Hi, my name is Sarah Brown and I’m a postdoctoral researcher in Data Science at Brown University.
I’m building an open curriculum to teach researchers to release their python code in ways that better support repeatability and collaboration. The lesson design follows the Carpentries style: learner centric, accessible and delivered with participatory live coding. The lesson will teach concepts of project organization, packaging, environments, documentation, and publishing. These are topics that many researchers won’t know: whether self-taught or focused on theory, these very practical aspects are not learned.
I hope my curriculum can move us from a state where a lot of research code is not released, and what much of is released is a set script that makes it easy to reproduce a paper’s result, but make it hard to compare a new technique or apply a method to a new dataset. To get there, I aim to fill a gap in training researchers with minimal practices they can adopt without requiring learning too many specialized tools. I found that a lot of documentation and tools for these concepts focus on bigger software projects and I think data analysis projects have slightly different nature and deserve their own support in the form of tutorials and conventions.

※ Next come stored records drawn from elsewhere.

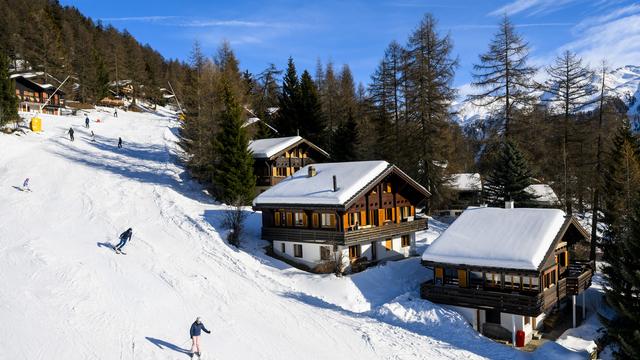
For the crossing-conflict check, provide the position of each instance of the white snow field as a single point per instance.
(64, 294)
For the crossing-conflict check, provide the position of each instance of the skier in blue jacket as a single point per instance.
(196, 328)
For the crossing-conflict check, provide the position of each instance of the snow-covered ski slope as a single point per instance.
(65, 294)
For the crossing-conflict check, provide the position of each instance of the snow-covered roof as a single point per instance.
(318, 190)
(466, 182)
(544, 193)
(266, 148)
(494, 237)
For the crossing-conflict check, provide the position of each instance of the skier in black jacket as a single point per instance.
(124, 237)
(195, 332)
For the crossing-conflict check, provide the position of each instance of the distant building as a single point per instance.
(32, 96)
(349, 214)
(544, 196)
(277, 158)
(504, 270)
(466, 189)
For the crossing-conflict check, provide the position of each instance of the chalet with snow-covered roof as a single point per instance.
(544, 196)
(504, 270)
(33, 96)
(467, 191)
(277, 158)
(347, 215)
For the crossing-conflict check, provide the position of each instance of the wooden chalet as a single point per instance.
(348, 215)
(504, 270)
(277, 158)
(32, 96)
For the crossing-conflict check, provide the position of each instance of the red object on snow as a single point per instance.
(519, 338)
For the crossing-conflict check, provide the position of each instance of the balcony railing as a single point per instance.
(342, 238)
(527, 304)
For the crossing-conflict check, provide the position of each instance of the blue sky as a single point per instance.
(357, 32)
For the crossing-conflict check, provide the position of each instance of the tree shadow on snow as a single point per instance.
(164, 344)
(133, 164)
(457, 335)
(250, 241)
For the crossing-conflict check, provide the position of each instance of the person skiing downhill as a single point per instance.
(124, 237)
(195, 332)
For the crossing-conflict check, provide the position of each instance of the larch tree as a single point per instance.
(430, 72)
(571, 89)
(503, 75)
(8, 100)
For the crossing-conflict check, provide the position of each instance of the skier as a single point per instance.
(194, 332)
(124, 237)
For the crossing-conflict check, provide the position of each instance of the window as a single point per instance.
(388, 214)
(406, 240)
(325, 253)
(354, 218)
(450, 276)
(300, 219)
(297, 250)
(475, 278)
(354, 251)
(327, 220)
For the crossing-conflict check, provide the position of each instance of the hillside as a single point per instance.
(67, 295)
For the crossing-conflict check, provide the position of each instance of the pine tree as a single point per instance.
(570, 88)
(287, 120)
(309, 114)
(503, 74)
(234, 174)
(622, 177)
(346, 141)
(622, 275)
(8, 100)
(509, 177)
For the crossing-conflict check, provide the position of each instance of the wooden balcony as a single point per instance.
(515, 302)
(342, 238)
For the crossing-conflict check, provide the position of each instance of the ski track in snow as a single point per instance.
(67, 295)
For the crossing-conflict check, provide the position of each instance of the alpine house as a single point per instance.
(505, 269)
(342, 216)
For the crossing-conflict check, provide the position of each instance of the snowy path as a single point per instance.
(66, 295)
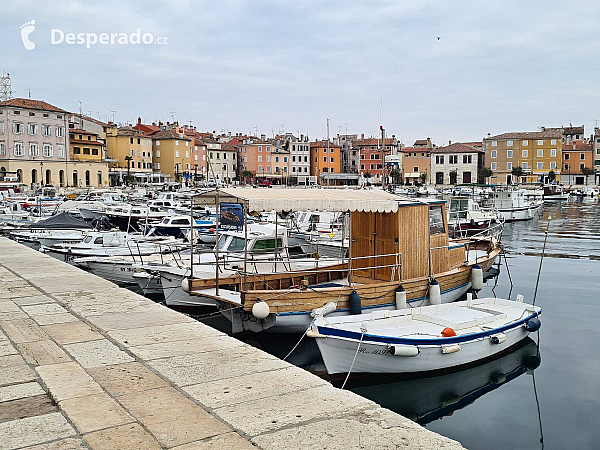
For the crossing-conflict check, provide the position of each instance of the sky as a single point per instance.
(267, 66)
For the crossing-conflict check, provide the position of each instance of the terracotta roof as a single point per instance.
(167, 134)
(529, 135)
(577, 146)
(27, 103)
(457, 147)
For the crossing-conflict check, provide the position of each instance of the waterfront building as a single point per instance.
(576, 157)
(455, 164)
(537, 153)
(34, 147)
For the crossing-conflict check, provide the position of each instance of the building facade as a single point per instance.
(455, 164)
(537, 153)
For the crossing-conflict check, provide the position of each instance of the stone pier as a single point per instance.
(86, 364)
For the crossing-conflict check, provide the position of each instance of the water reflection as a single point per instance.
(427, 399)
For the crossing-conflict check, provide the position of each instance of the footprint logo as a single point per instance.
(26, 30)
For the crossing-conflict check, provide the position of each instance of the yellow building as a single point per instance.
(537, 153)
(171, 153)
(133, 144)
(84, 146)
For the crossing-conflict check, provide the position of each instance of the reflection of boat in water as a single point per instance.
(427, 399)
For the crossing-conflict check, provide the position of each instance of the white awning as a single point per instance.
(294, 199)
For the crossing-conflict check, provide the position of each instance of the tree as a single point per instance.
(485, 172)
(247, 175)
(517, 172)
(128, 158)
(587, 172)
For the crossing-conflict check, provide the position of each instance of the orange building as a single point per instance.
(576, 156)
(324, 158)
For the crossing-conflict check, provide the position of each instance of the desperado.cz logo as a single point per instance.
(58, 36)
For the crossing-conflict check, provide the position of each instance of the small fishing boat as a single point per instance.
(423, 339)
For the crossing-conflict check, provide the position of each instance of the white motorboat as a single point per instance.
(423, 339)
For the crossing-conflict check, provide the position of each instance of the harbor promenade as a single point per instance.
(86, 364)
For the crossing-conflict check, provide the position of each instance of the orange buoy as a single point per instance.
(448, 332)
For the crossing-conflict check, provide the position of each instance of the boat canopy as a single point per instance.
(259, 200)
(62, 221)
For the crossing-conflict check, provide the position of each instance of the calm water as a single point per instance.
(493, 406)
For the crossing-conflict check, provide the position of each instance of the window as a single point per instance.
(18, 149)
(436, 220)
(34, 149)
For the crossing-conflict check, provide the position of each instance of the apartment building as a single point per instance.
(537, 153)
(455, 164)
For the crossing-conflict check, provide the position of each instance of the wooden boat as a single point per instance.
(423, 339)
(394, 242)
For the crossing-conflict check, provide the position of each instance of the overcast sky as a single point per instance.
(236, 65)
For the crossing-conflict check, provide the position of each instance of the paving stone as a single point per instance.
(50, 319)
(125, 437)
(6, 348)
(248, 388)
(97, 353)
(269, 414)
(38, 353)
(11, 360)
(16, 391)
(26, 407)
(23, 330)
(33, 300)
(71, 332)
(186, 347)
(371, 429)
(164, 333)
(44, 309)
(126, 378)
(16, 374)
(229, 441)
(157, 316)
(94, 412)
(34, 430)
(63, 444)
(161, 410)
(67, 380)
(209, 366)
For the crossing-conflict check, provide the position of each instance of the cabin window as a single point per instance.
(266, 245)
(436, 220)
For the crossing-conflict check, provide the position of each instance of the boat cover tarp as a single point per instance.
(62, 221)
(281, 199)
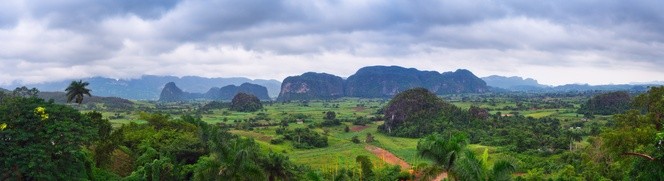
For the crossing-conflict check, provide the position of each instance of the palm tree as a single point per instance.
(77, 90)
(442, 151)
(469, 167)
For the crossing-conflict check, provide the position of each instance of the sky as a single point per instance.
(555, 42)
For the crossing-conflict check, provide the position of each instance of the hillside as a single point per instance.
(172, 93)
(512, 83)
(229, 91)
(148, 87)
(311, 86)
(378, 82)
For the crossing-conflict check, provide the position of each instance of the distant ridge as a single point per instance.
(519, 84)
(378, 82)
(148, 87)
(172, 93)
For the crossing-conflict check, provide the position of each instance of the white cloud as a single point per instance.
(555, 43)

To date, I’ve built out an outline with learning objectives and started filling in some activities. I will pilot the workshop as a full day session at Brown University in February. I would welcome more activities and examples to use in the workshop and more thoughtful conversation about what a minimal set of open source practices for this purpose could look like. I plan to make the lesson more accessible via the Carpentries Lab program, when it launches.